Implement Server-Side Caching for AI API Inference Calls #792

Open recursionbane opened 1 month ago

recursionbane commented 1 month ago

To optimize response times and reduce API costs for Puter (especially if we increase context limits), could we implement a server-side caching mechanism for AI API inference calls? The cache would have a short Time-To-Live (TTL) of approximately 7 days and would be shared globally (user-independent). Caching should be keyed off the hash of the prompt and the selected model to maximize reuse.

Additionally, it would be helpful to provide an option to control caching behavior.
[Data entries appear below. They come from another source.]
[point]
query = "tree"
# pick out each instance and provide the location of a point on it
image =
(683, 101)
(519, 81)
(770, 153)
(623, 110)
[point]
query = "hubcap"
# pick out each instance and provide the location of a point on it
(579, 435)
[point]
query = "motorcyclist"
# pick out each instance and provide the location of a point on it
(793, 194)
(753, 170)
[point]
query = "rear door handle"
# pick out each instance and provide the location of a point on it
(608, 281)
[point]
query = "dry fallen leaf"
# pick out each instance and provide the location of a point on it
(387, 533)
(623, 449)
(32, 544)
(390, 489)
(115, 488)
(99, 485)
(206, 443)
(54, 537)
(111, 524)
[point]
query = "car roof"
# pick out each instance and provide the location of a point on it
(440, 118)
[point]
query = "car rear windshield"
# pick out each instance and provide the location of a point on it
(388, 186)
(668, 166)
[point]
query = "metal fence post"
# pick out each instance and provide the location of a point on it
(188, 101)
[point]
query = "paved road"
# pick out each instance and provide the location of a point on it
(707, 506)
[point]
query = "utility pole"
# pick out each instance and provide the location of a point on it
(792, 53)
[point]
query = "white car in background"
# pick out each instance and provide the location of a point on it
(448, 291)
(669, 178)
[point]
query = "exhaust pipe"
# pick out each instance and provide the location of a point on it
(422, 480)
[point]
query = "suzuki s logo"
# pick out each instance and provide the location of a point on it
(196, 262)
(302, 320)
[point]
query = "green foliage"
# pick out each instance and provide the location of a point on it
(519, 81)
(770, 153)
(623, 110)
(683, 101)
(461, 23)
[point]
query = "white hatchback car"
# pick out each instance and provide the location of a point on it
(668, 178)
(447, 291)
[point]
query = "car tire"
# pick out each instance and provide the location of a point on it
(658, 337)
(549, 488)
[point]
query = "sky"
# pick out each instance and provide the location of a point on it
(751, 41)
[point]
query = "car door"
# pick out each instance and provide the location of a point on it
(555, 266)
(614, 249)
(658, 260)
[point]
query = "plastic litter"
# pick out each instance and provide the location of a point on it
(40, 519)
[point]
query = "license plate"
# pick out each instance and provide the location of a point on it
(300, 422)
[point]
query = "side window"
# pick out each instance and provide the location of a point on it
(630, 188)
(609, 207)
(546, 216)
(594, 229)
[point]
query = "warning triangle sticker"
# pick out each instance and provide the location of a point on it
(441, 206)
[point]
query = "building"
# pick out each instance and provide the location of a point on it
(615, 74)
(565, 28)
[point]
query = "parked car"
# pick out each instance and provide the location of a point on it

By setting a from_cache boolean parameter to false, users could bypass the cache and repopulate it with fresh results for the current request.

In the response body, including a from_cache field (as an epoch timestamp) would indicate when the inference result was last cached. This field can be omitted if the response is generated and not from the cache.

Cached responses should not count towards inference rate limits.

Thank you for considering this enhancement!

KernelDeimos commented 3 weeks ago

Hi, thanks for your report!

This is on our radar - we actually discussed this during the initial implementation. TTL cache is very easy, but memory management for TTL cache of various different things (AI, filesystem, etc) across a distributed system (like production Puter)... that's a little less easy.

We can probably implement a database cache for this, but that will immediately become the largest type of data we pull from the database and might have ramifications for that reason.

We could cache responses as files on Puter's filesystem. This is probably the approach we will take first. In the meantime, I'll keep this issue open.